The Dreamcast port was released a few months after the arcade version, on 25 September 2003. If bought through Sega Direct, the game came with a Border Down branded mouse pad. In addition to the standard version, 3000 limited edition copies were produced that came bundled with the soundtrack. The soundtrack contains tracks not included in the original game, and was also sold separately. Maruyama was prepared to fold G.rev if Border Down was not successful, but the number of customer orders at launch exceeded G.rev and Sega's expectations, so they continued producing new copies until they felt demand was met.

Border Down has seen continued interest post-release. A second volume to the soundtrack was released on 13 May 2004 through Sega Direct, containing tracks from the Remix mode and an original track by Watanabe. By 2007, Japanese retailer Messe Sanoh was still seeing demand for the game, and so requested Sega and G.rev for another production run. Their request was granted; a second run was produced and sold exclusively through Messe Sanoh retailers beginning on 17 January 2008. Both production runs included, less than 20,000 copies were sold. It has since become one of the most coveted Japanese exclusives for Dreamcast collectors. In 2011, Maruyama said that he would consider rereleasing Border Down or his 2005 game Under Defeat on modern platforms. Under Defeat was rereleased in 2012 for the PlayStation 3 and Xbox 360. A resin kit for the player ship from Border Down was released in February 2013.

==Reception==
Initial reactions to the arcade release were mixed. Maruyama recalled: "It's a really individualistic type of game, so when we first released it [in the arcades] it received both positive and negative reactions". Edge gave the Dreamcast version a 6 out of 10, feeling that the game had all the ingredients to be an outstanding shooter, but lacked the energy to push it to that next level. They explained that Border Down lacked the intensity to frighten players, and felt that good shooters need that type of panic inducing gameplay.
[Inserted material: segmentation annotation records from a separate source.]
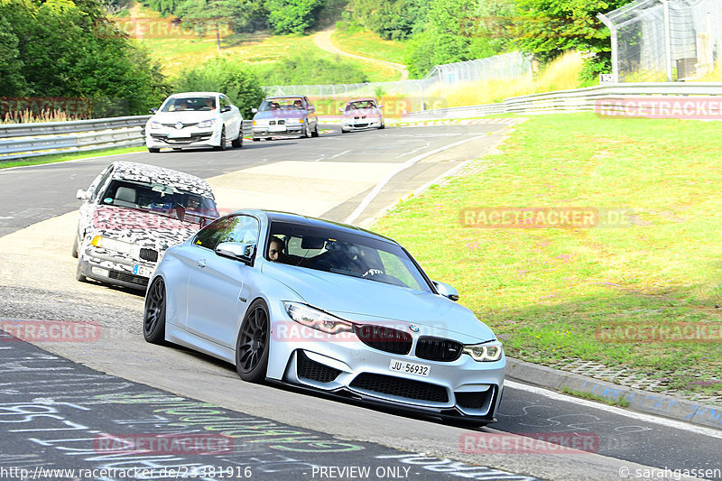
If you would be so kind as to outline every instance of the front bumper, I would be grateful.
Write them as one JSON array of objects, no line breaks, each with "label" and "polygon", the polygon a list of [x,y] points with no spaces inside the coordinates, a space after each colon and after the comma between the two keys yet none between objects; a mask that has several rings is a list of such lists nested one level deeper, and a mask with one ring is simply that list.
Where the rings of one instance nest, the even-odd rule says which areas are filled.
[{"label": "front bumper", "polygon": [[[313,338],[318,333],[302,326],[299,330],[301,338]],[[278,332],[274,336],[278,338]],[[413,355],[416,340],[410,354],[396,355],[360,340],[282,342],[276,338],[272,356],[283,359],[285,365],[280,378],[272,375],[271,369],[269,378],[417,414],[493,422],[501,400],[505,358],[479,363],[462,354],[451,362],[421,359]],[[389,369],[392,360],[429,365],[429,375],[393,372]]]},{"label": "front bumper", "polygon": [[186,127],[180,129],[146,129],[145,145],[162,147],[214,147],[220,143],[220,132]]},{"label": "front bumper", "polygon": [[341,126],[346,130],[361,130],[367,128],[379,128],[383,124],[378,117],[341,119]]}]

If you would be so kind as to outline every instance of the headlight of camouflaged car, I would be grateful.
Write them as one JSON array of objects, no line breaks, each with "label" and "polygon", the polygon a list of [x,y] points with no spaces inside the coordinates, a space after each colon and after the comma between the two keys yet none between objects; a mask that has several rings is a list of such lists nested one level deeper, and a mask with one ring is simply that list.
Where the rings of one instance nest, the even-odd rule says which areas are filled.
[{"label": "headlight of camouflaged car", "polygon": [[490,342],[464,346],[464,353],[478,362],[498,361],[502,357],[504,349],[500,342]]},{"label": "headlight of camouflaged car", "polygon": [[116,251],[121,254],[130,254],[133,249],[133,244],[110,237],[104,237],[103,236],[96,236],[93,237],[91,245],[101,249],[107,251]]},{"label": "headlight of camouflaged car", "polygon": [[350,322],[327,314],[318,309],[301,304],[299,302],[283,302],[286,312],[291,319],[309,328],[325,332],[327,334],[338,334],[350,331],[353,326]]}]

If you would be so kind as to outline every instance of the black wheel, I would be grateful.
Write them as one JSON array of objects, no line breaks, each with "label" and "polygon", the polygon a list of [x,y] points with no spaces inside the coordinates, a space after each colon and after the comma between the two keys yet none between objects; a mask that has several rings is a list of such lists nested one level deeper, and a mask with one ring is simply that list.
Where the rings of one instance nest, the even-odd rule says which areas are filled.
[{"label": "black wheel", "polygon": [[145,296],[143,337],[153,344],[165,343],[165,282],[156,277]]},{"label": "black wheel", "polygon": [[243,125],[241,125],[241,130],[238,131],[238,138],[233,139],[231,141],[231,146],[234,149],[240,149],[241,147],[243,147]]},{"label": "black wheel", "polygon": [[241,323],[236,343],[236,370],[244,381],[258,383],[265,379],[269,328],[265,302],[255,301]]},{"label": "black wheel", "polygon": [[80,268],[81,265],[82,264],[80,261],[78,261],[78,269],[75,270],[75,280],[79,281],[80,282],[85,282],[88,281],[88,279],[86,279],[86,277],[83,275],[83,271]]},{"label": "black wheel", "polygon": [[226,150],[226,127],[220,129],[220,143],[213,147],[214,151],[225,151]]},{"label": "black wheel", "polygon": [[75,235],[75,242],[73,243],[73,250],[70,252],[73,257],[78,258],[78,245],[80,245],[80,235]]}]

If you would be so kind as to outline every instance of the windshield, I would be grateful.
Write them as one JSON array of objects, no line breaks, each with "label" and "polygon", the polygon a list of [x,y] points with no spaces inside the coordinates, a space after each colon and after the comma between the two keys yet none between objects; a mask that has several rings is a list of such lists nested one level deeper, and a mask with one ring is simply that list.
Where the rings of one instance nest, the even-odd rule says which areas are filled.
[{"label": "windshield", "polygon": [[264,253],[273,262],[431,291],[403,249],[365,236],[273,222]]},{"label": "windshield", "polygon": [[258,109],[260,112],[269,110],[303,110],[301,97],[266,98]]},{"label": "windshield", "polygon": [[216,108],[213,97],[177,97],[169,98],[161,112],[179,112],[184,110],[208,111]]},{"label": "windshield", "polygon": [[114,180],[100,198],[106,206],[127,207],[205,225],[218,212],[212,199],[158,183]]}]

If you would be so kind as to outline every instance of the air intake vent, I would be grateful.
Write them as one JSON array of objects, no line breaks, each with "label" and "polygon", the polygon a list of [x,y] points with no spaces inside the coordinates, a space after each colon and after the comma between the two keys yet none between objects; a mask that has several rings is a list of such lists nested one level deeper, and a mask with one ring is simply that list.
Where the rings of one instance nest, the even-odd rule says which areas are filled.
[{"label": "air intake vent", "polygon": [[358,338],[375,349],[392,354],[409,354],[412,350],[412,335],[403,330],[364,324],[355,327]]}]

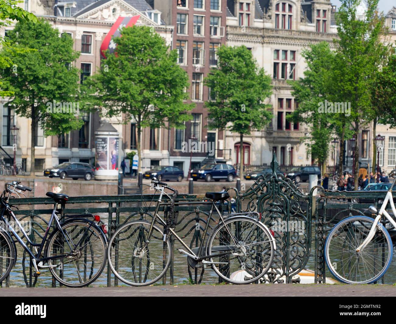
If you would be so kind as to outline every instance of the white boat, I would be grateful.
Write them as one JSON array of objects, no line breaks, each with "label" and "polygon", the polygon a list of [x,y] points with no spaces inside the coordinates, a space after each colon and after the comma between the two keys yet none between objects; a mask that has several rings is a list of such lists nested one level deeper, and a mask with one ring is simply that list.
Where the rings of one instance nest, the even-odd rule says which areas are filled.
[{"label": "white boat", "polygon": [[[243,281],[245,280],[245,277],[252,278],[253,276],[249,275],[245,270],[240,270],[236,271],[231,274],[230,279],[232,280],[238,281]],[[264,277],[268,280],[268,276],[266,275]],[[284,282],[286,282],[286,276],[283,276],[279,278],[283,280]],[[314,284],[315,283],[315,271],[308,269],[302,270],[300,272],[293,277],[293,280],[295,280],[300,279],[300,284]],[[326,283],[333,284],[337,282],[335,280],[331,278],[326,278]],[[268,283],[266,282],[265,283]]]}]

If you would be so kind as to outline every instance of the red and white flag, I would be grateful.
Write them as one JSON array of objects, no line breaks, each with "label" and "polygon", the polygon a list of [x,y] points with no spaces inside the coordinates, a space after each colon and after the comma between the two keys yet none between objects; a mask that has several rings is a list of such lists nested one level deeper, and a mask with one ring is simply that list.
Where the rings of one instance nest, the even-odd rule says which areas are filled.
[{"label": "red and white flag", "polygon": [[133,17],[118,17],[110,29],[110,31],[106,35],[100,47],[100,53],[102,57],[106,58],[105,52],[109,50],[110,53],[115,51],[117,44],[114,42],[114,39],[118,37],[121,34],[121,30],[124,27],[129,27],[134,25],[140,15]]}]

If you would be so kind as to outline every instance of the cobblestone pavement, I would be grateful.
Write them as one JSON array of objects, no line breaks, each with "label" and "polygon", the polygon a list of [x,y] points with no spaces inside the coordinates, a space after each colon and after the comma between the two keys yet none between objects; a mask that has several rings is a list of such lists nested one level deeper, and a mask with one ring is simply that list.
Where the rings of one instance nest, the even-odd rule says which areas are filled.
[{"label": "cobblestone pavement", "polygon": [[396,296],[391,285],[186,285],[148,287],[0,289],[0,296]]}]

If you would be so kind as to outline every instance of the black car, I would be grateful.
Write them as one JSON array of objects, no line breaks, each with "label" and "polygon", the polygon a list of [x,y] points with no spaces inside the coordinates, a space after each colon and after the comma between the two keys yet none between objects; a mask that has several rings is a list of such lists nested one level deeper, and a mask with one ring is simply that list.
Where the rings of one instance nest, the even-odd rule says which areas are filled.
[{"label": "black car", "polygon": [[215,181],[223,179],[231,182],[236,176],[236,171],[234,167],[225,163],[218,164],[209,163],[191,171],[191,178],[195,181],[202,179],[209,182],[213,179]]},{"label": "black car", "polygon": [[154,167],[152,170],[146,171],[143,175],[143,178],[146,179],[153,177],[159,181],[173,180],[180,182],[183,180],[184,175],[183,171],[177,167],[165,165]]},{"label": "black car", "polygon": [[309,179],[310,174],[316,174],[318,178],[320,178],[320,169],[319,167],[295,167],[287,174],[287,178],[294,180],[296,182],[299,182]]},{"label": "black car", "polygon": [[[247,172],[246,174],[244,175],[244,178],[246,180],[255,180],[260,176],[265,176],[265,175],[267,173],[272,173],[272,169],[269,167],[260,168]],[[279,169],[276,170],[276,174],[286,175],[286,173]]]},{"label": "black car", "polygon": [[44,170],[44,175],[50,178],[59,177],[61,179],[71,178],[73,180],[83,178],[89,181],[95,174],[95,170],[88,163],[65,162],[57,167]]}]

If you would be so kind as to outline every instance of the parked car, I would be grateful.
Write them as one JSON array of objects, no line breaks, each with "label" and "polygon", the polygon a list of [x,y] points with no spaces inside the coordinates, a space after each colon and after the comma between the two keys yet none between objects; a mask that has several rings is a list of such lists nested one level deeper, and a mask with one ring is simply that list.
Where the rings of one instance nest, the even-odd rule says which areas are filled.
[{"label": "parked car", "polygon": [[208,182],[214,179],[219,181],[222,179],[229,182],[232,181],[236,176],[236,171],[234,167],[226,163],[209,163],[203,165],[199,169],[191,171],[191,178],[196,181],[199,179],[204,179]]},{"label": "parked car", "polygon": [[[272,173],[272,169],[269,167],[260,168],[253,171],[247,172],[246,174],[244,176],[244,178],[246,180],[255,180],[260,176],[263,175],[265,176],[267,173]],[[286,173],[279,169],[276,170],[276,174],[286,175]]]},{"label": "parked car", "polygon": [[[365,187],[364,190],[369,190],[370,191],[385,191],[392,187],[392,184],[389,182],[373,182],[369,184]],[[373,198],[361,198],[358,199],[358,202],[362,204],[373,204],[375,202]],[[382,203],[383,199],[379,199],[380,205]],[[381,207],[381,206],[380,206]]]},{"label": "parked car", "polygon": [[318,167],[295,167],[287,174],[287,177],[296,182],[306,181],[309,179],[310,174],[316,174],[321,177],[320,169]]},{"label": "parked car", "polygon": [[89,181],[94,177],[95,170],[88,163],[65,162],[52,169],[46,169],[44,175],[50,178],[59,177],[61,179],[71,178],[73,180],[83,178]]},{"label": "parked car", "polygon": [[174,180],[181,181],[184,177],[183,171],[177,167],[164,165],[155,167],[150,171],[146,171],[143,177],[151,179],[155,177],[159,181]]}]

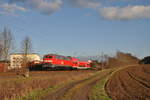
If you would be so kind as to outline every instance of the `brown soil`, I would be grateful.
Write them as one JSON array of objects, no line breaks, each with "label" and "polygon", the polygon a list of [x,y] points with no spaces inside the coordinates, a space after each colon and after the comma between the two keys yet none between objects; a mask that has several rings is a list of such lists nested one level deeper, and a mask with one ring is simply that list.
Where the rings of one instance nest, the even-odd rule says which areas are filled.
[{"label": "brown soil", "polygon": [[[98,75],[89,77],[88,79],[76,81],[74,83],[64,86],[63,88],[58,89],[55,92],[49,93],[44,98],[41,98],[41,100],[89,100],[90,91],[92,87],[99,80],[101,80],[103,77],[105,77],[108,74],[111,74],[111,73],[107,72],[103,75],[98,74]],[[64,97],[70,92],[71,89],[87,81],[90,81],[90,82],[88,82],[87,84],[84,84],[80,88],[75,89],[75,91],[73,91],[73,95],[70,95],[71,97],[69,97],[69,99],[64,99]]]},{"label": "brown soil", "polygon": [[77,81],[89,77],[95,71],[37,71],[30,72],[29,78],[24,78],[16,73],[0,73],[0,100],[17,96],[26,96],[33,90],[44,90],[48,87]]},{"label": "brown soil", "polygon": [[105,89],[112,100],[150,100],[150,65],[116,72]]}]

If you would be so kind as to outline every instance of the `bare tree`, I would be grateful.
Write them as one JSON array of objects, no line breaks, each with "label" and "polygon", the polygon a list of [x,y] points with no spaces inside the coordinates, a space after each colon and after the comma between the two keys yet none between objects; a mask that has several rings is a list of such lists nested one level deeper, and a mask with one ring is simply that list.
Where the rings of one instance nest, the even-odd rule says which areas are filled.
[{"label": "bare tree", "polygon": [[28,67],[28,55],[32,52],[32,43],[31,39],[26,36],[24,40],[22,41],[22,53],[23,53],[23,61],[22,61],[22,67],[23,67],[23,73],[25,77],[29,77],[29,69]]},{"label": "bare tree", "polygon": [[0,33],[0,43],[1,60],[6,61],[13,46],[13,35],[10,29],[5,27],[3,32]]},{"label": "bare tree", "polygon": [[24,38],[24,40],[22,41],[22,54],[23,54],[23,62],[24,62],[24,66],[23,67],[27,67],[27,63],[28,63],[28,55],[32,52],[32,43],[31,43],[31,39],[26,36]]}]

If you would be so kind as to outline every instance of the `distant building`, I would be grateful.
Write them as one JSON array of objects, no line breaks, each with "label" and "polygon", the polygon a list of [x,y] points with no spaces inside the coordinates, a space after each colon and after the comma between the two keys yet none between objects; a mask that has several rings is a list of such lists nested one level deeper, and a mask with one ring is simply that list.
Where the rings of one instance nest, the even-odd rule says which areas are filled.
[{"label": "distant building", "polygon": [[[29,62],[41,60],[40,56],[35,53],[28,54],[27,59]],[[23,54],[22,53],[11,54],[9,69],[21,68],[22,62],[23,62]]]}]

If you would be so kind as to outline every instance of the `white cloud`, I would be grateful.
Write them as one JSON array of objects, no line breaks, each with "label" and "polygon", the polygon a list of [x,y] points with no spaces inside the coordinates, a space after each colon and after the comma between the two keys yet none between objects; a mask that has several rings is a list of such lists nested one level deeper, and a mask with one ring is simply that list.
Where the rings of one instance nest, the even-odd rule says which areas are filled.
[{"label": "white cloud", "polygon": [[0,8],[3,10],[1,13],[14,13],[16,10],[26,11],[24,7],[17,6],[16,4],[0,3]]},{"label": "white cloud", "polygon": [[98,8],[101,4],[95,0],[69,0],[72,5],[83,8]]},{"label": "white cloud", "polygon": [[21,3],[23,7],[39,11],[42,14],[51,15],[62,6],[61,0],[45,1],[45,0],[9,0],[11,4]]},{"label": "white cloud", "polygon": [[150,6],[105,7],[99,11],[103,18],[109,20],[150,18]]}]

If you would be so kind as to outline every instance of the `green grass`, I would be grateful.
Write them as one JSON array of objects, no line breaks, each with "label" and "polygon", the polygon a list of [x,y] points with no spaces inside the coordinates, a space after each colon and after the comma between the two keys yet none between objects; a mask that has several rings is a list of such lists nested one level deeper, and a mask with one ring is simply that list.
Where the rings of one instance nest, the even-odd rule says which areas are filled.
[{"label": "green grass", "polygon": [[90,100],[111,100],[110,97],[105,92],[105,84],[108,80],[108,77],[100,80],[95,86],[93,86]]}]

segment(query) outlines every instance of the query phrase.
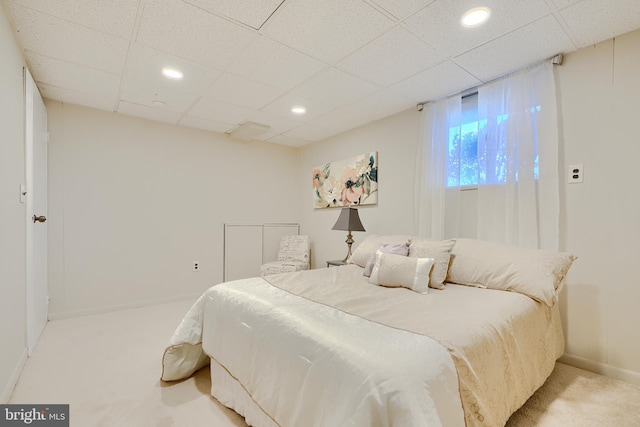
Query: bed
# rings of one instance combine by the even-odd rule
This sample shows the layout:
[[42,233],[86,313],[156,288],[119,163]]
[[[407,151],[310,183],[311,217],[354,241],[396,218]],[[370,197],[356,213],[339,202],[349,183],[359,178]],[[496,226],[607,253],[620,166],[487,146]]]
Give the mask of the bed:
[[211,394],[258,427],[504,425],[563,353],[574,259],[372,235],[346,266],[211,287],[162,379],[209,364]]

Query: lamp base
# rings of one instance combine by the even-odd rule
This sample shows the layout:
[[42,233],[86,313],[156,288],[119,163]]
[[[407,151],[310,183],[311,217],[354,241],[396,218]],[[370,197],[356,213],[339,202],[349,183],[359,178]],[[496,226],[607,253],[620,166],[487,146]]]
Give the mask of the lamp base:
[[349,258],[351,258],[351,245],[353,245],[354,242],[351,231],[349,231],[349,234],[347,234],[347,240],[345,240],[345,242],[347,243],[347,247],[349,248],[349,250],[347,251],[347,256],[344,257],[342,262],[347,263],[349,262]]

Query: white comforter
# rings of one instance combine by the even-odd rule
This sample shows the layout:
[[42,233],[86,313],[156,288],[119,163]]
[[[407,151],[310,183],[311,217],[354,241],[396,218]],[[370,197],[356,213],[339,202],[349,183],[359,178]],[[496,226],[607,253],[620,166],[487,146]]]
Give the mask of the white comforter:
[[208,356],[281,426],[465,425],[456,369],[439,343],[261,278],[203,294],[171,338],[162,379],[188,377]]

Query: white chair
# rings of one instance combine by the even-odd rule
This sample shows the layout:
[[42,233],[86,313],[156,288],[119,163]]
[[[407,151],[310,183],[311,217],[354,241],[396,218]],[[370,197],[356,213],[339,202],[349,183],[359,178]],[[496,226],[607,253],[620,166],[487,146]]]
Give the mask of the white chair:
[[309,237],[283,236],[280,239],[278,260],[262,264],[260,276],[289,273],[309,269]]

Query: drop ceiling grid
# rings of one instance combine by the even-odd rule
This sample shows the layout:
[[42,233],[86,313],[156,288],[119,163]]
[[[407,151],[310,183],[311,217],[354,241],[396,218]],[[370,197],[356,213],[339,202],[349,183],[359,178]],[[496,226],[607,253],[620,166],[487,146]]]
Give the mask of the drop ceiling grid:
[[362,0],[287,1],[261,33],[334,64],[394,24]]
[[[406,20],[406,25],[449,58],[461,55],[551,13],[544,0],[485,0],[492,11],[487,25],[463,28],[462,14],[476,3],[438,0]],[[490,25],[489,25],[490,24]],[[531,42],[535,42],[532,38]]]
[[638,0],[485,0],[475,29],[473,0],[3,1],[45,97],[293,146],[640,28]]
[[[536,40],[536,43],[531,43]],[[527,49],[522,49],[527,46]],[[455,58],[462,68],[482,81],[519,70],[533,62],[571,50],[573,42],[553,15],[548,15],[477,49]]]
[[139,1],[10,0],[8,3],[19,4],[69,22],[82,23],[90,29],[129,40]]
[[145,3],[136,41],[192,62],[225,70],[257,37],[253,30],[175,0]]
[[[8,3],[16,17],[22,48],[43,56],[118,74],[127,55],[126,40]],[[34,78],[37,71],[34,69]]]
[[184,0],[208,12],[260,29],[283,0]]
[[67,88],[99,97],[114,97],[118,92],[120,76],[95,68],[87,68],[71,62],[26,52],[27,61],[38,70],[41,84]]
[[389,86],[442,62],[445,57],[402,26],[393,27],[338,63],[379,86]]

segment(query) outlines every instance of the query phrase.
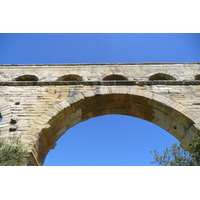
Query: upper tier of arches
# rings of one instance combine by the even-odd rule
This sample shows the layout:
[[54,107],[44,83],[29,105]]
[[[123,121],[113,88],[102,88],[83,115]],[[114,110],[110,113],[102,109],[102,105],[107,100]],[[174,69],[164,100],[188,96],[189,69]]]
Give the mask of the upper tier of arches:
[[[89,81],[90,79],[87,79],[83,76],[80,76],[78,74],[65,74],[63,76],[57,77],[57,79],[52,78],[50,81]],[[174,76],[166,73],[154,73],[146,77],[146,81],[169,81],[169,80],[177,80]],[[200,80],[200,74],[197,74],[193,77],[191,80]],[[23,74],[17,76],[14,81],[43,81],[42,79],[38,78],[36,75],[33,74]],[[122,74],[110,74],[106,75],[103,78],[99,80],[97,76],[97,80],[95,81],[130,81],[129,78]]]

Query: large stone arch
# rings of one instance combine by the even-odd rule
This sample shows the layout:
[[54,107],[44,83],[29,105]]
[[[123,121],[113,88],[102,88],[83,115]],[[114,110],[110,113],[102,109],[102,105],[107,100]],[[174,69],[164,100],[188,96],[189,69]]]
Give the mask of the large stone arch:
[[69,128],[106,114],[122,114],[150,121],[188,145],[196,135],[199,116],[167,97],[127,86],[101,86],[80,92],[55,104],[34,121],[32,155],[42,165],[47,153]]

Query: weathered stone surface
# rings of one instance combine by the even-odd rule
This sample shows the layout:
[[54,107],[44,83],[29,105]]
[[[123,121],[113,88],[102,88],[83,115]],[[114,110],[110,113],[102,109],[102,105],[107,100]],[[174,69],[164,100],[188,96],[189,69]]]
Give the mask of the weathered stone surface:
[[100,115],[150,121],[182,145],[200,128],[198,63],[2,65],[0,74],[0,134],[20,135],[35,165],[70,127]]

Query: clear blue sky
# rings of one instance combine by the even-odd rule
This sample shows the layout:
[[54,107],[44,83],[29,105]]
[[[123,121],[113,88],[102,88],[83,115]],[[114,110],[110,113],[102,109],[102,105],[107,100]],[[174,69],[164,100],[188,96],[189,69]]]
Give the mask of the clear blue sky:
[[[144,62],[200,62],[200,34],[0,34],[0,64]],[[144,120],[101,116],[69,129],[44,165],[147,166],[174,142]]]

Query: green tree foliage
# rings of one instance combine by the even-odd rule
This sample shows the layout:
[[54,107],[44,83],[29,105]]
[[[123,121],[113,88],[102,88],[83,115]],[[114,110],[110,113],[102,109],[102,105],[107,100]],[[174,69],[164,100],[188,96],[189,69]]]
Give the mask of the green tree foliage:
[[0,138],[0,166],[26,166],[29,155],[19,137]]
[[157,150],[151,151],[154,154],[152,164],[161,166],[200,166],[200,135],[197,134],[193,142],[188,147],[181,147],[175,143],[159,155]]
In retrospect, Eurogamer called Border Down "arguably [G.rev's] best game", among the likes of Senko no Ronde and Under Defeat. Retro Gamer called it one of the highest regarded late-era releases for the Dreamcast. Kurt Kalata of Hardcore Gaming 101 wrote that the game remains popular with hardcore shoot 'em up fans, but found it hard to recommend given its high price tag within secondary markets. Jeuxvideo.com believed it to be the best horizontal shooter for the Dreamcast. Kalata and Jeuxvideo.com agreed that the game had excellent replayability due to the border and scoring systems. Retro Gamer thought the graphics were good for the game's limited budget, and Jeuxvideo.com agreed, but Kalata believed they were bland outside of some interesting backgrounds. Regarding the music, Retro Gamer wrote that it was "strong enough to stand on its own", while Kalata and Jeuxvideo.com felt it was strange synth and techno jazz. Kalata felt gameplay similarities to the Darius series, while Jeuxvideo.com called it a great mix of classic style shooters like R-Type and more modern manic shooters.